As Dr. Bhatheja affirms, stress can be incredibly damaging to your heart. But, he says to take heart, too, because you’re not powerless to overcome stress.

What You Can Do to Keep Your Heart Healthy and Happy

While you can’t prevent stress, you can actively recognize your stress triggers and develop ways to cope with them in a healthful way. “If you can identify the source of stress in your life, then you can deal with it appropriately,” he says.

Coping with stress requires focusing on your emotional, but also spiritual and physical health.

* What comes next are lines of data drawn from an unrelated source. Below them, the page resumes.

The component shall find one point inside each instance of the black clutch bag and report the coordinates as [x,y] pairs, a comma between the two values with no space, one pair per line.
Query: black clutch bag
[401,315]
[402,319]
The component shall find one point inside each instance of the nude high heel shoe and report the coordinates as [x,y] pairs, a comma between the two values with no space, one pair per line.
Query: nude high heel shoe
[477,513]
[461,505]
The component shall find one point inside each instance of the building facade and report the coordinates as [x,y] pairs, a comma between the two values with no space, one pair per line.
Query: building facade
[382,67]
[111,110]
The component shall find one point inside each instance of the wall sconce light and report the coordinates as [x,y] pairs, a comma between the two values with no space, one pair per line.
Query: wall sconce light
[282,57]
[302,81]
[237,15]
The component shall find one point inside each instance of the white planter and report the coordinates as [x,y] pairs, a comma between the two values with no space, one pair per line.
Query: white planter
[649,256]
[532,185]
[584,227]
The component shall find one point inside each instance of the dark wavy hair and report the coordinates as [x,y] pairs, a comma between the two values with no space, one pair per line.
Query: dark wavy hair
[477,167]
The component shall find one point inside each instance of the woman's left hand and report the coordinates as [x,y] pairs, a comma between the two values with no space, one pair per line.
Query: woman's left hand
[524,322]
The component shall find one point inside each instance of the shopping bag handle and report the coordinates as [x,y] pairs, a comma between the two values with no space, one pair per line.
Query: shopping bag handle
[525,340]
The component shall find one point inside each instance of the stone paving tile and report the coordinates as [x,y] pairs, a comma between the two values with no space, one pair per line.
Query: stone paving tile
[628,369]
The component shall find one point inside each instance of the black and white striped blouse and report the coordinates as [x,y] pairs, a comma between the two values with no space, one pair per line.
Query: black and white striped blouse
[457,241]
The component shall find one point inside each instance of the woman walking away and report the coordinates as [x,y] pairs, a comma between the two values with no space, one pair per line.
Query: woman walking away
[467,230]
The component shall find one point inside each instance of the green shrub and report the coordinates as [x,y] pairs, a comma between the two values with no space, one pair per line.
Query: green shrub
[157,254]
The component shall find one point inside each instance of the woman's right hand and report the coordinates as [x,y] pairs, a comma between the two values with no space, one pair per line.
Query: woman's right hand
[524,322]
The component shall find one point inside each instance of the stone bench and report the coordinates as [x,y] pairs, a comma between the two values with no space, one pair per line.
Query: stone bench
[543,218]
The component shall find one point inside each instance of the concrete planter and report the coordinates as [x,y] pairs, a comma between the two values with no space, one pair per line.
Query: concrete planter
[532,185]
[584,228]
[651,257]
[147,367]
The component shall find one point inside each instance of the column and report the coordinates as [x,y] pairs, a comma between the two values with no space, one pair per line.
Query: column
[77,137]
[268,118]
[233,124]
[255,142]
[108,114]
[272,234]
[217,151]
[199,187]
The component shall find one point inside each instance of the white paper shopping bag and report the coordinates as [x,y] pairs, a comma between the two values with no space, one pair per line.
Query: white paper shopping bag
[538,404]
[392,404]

And to stay physically healthy, eating well (including not giving in to stress-related food cravings) and getting enough rest at night are key, and exercise is essential to manage emotional stress. It’s a good stress on your heart that brings out the best in your body.

Cardiovascular Exercise: The Healthiest Type of Stress for Your Heart

All forms of stress cause your heart to work harder than normal. But the difference between a healthy cardiac stress response and a harmful one is all about intention and control. “Your body’s stress response is persistent in stress but intentional in exercise,” Dr. Bhatheja clarifies.

“With cardiovascular exercise, you’re intentionally asking your heart to work harder by increasing the physical demand, and your hormone surges are under control. With emotional stress, the hormone surge is much higher than the actual physical demand, and it is neither intentional nor controllable,” says Dr. Bhatheja.

The Best Exercise for Your Heart

The key to good cardiac exercise is to increase your heart rate, keep it a bit high for two to three minutes, and then slow down, like you would on a treadmill. “This intentional up-and-down heart rate is what your heart likes,” Dr. Bhatheja says.

And if you don’t have time for any exercise, walking is better than doing nothing, he says. “If you have a busy job but still want to exercise your heart, the common-sense approach is to walk 20-30 minutes a day, at least three to five days a week,” he explains.

“Speed-walking is best. If you don’t have a major lung or cardiac disease, walk with an intensity that leaves you short of breath and unable to hold a conversation. Then, you are pushing your heart to a good extent. It’s a simple measure of sufficient exercise.”

If you enjoy relaxation techniques, stretching and quiet reflection are excellent ways to reduce stress.

Social Support: The Key to Coping With Stress in the Long-Term

The people you love can be invaluable sources of strength and support throughout every season of your life, especially the stressful ones.

“A balance of physical, emotional and spiritual well-being is extremely important to handle any stress. Your social support network at or outside the home is key to maintaining that balance,” says Dr. Bhatheja.

And the social network where people draw support from looks different for everyone. “For some people, it’s their family,” he says, “for others, it’s their pickleball group, which is a great way to meet friends, share your story and regain a sense of emotional balance.”

Here to Help You Feel Whole in Body, Mind and Spirit

At AdventHealth, whole-person care is at the heart of everything we do — for every patient, every time they see us.

“We ask every patient, ‘Do you have a loved one whom you feel comfortable talking to?’ and ‘Do you have a source of joy in your life?’” says Dr. Bhatheja. “It’s about more than preventing cardiovascular disease. We want to empower you to feel whole spiritually and emotionally, too, so you can lead a balanced, healthy life.”